IV – E, assim, o empreiteiro pode recorrer ao procedimento injuntivo.
(Sumário pela Relatora)

Texto Integral


Acordam no Tribunal da Relação de Évora:

Hugo Rodrigues Unipessoal, Lda. apresentou requerimento de injunção contra Algarvelux, S.A. para dela haver a quantia global de 64.933,20€.
Invocou, em síntese, que: celebrou com a requerida diversos contratos de empreitada (a requerente refere como data do contrato 20.9.10), por via dos quais efectuou vários trabalhos de construção civil; conforme acordado entre ambas, em cada factura apresentada pela requerente (entre 29.9.10 e 5.5.14), a requerida retinha uma parte a título de caução; a requerente tinha/tem direito a haver os valores retidos – no total de 49.842,90€ - 5 anos após a entrega das obras; não obstante ter solicitado por diversas vezes o pagamento, a requerida nada pagou; os juros de mora montam a 14.437,30€.
A requerida deduziu oposição, dizendo, em resumo, que: o requerimento é inepto, porquanto a requerente não alegou os factos essenciais constitutivos do seu direito, assim faltando a causa de pedir; pretendendo a requerente a restituição de quantias retidas a título de caução – e não o pagamento de serviços ou de bens – o procedimento de injunção não é o meio próprio para tal; e não é o meio adequado, dado que a problemática subjacente é complexa, prendendo-se com a não finalização dos trabalhos ou com a existência de defeitos. Caso não fosse absolvida da instância, a requerida invocou: terem sido celebrados entre as partes contratos de empreitada em 2010 e 2011; ter sido combinado que a retenção de 5% do valor de cada pagamento mensal se destinava a garantir o pontual cumprimento dos contratos até à recepção definitiva das obras; em Junho de 2013, a requerida comunicou à requerente os trabalhos ainda por concluir e os defeitos a corrigir; a requerente abandonou a obra e nada mais disse ou fez; a obrigação de devolver as quantias retidas não se venceu, pelo que há lugar à absolvição do pedido.
O tribunal julgou verificada a excepção dilatória inominada de uso indevido do procedimento de injunção, absolvendo a ré da instância.

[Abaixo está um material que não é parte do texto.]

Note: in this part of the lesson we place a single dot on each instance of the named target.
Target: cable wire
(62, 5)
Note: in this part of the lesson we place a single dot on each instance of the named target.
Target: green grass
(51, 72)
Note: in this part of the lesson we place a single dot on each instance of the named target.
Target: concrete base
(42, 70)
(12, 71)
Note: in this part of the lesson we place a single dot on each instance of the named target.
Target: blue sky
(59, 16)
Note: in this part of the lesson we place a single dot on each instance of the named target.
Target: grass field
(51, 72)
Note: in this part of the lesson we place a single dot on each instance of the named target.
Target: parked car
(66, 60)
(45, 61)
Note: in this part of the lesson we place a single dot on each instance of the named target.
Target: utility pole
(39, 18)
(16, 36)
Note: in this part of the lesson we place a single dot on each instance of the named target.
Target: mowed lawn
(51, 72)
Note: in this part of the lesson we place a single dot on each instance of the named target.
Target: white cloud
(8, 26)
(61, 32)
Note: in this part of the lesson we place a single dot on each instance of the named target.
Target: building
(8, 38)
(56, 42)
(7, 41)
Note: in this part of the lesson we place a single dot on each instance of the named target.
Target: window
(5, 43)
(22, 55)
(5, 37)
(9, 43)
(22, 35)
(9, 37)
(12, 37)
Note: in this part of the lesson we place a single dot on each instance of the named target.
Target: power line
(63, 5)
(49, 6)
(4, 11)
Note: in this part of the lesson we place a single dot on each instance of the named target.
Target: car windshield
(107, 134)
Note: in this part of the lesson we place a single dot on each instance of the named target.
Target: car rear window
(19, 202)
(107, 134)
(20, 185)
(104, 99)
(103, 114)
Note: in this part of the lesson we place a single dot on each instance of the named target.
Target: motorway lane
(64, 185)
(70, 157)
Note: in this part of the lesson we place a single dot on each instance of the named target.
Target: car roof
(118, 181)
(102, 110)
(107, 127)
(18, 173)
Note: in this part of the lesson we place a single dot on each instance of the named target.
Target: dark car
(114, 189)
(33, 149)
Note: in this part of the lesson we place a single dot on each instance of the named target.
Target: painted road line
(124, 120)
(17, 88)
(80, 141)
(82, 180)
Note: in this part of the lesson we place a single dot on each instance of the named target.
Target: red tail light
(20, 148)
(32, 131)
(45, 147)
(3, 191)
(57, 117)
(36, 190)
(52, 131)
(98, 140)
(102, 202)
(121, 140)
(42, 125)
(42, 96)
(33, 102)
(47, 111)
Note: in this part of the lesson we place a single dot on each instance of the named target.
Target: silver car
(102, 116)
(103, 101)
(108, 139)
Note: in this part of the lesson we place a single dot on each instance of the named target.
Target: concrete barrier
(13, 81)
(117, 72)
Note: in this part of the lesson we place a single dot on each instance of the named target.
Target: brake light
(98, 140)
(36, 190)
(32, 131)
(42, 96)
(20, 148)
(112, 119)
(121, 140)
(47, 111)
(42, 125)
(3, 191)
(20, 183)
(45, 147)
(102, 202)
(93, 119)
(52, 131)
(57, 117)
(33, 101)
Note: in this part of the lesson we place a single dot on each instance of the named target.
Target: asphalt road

A autora interpôs recurso de apelação, formulando as seguintes conclusões:
1.ª Decorre do disposto no artigo 2º, nº 1, do Dec.-Lei nº 62/2013, que o procedimento de injunção se aplica “a todos os pagamentos efectuados como remuneração de transacções comerciais”;
2.ª A al. b) do art. 3º do citado diploma legal define “transacção comercial” como sendo a transacção entre empresas destinada ao fornecimento de bens ou à prestação de serviços contra remuneração;
3.ª No caso vertente, a A. peticionou o pagamento do remanescente das facturas que identificou e que emitiu na sequência de serviços/trabalhos que prestou à R. no âmbito de contratos de empreitada que com ela celebrou;
4.ª A R. bem entendeu o que lhe era pedido e identificou mesmo os contratos de empreitada em causa;
5.ª A. e R. são sociedades comerciais;
6.ª Assim, ao contrário do decidido, em violação dos anteditos ditames legais, estão reunidas as condições legais para a utilização do procedimento de injunção, tal como fez a recorrente;
7.ª Sendo certo que a alegada (e não demonstrada) complexidade da causa não pode obstar à utilização do procedimento de injunção, por tal interpretação do regime legal carecer de fundamento;
8.ª Sendo certo, por último, que tais questões alegadamente impeditivas da utilização do procedimento de injunção, estão ultrapassadas, uma vez que foi proferido despacho a transmutar o procedimento de injunção em processo comum;
9.ª O procedimento de injunção utilizado pela recorrente conforma-se com as disposições do artigo 7º do regime anexo do Decreto-Lei nº 269/98 e artigos 2º e 10º, nº 1, do Decreto-Lei nº 62/2013, ajustando-se os fundamentos substantivos da sua pretensão a tal procedimento de injunção;
10.ª Tudo razões para julgar procedente o presente recurso de apelação e em consequência revogar-se a decisão recorrida,
prosseguindo os autos os seus ulteriores termos.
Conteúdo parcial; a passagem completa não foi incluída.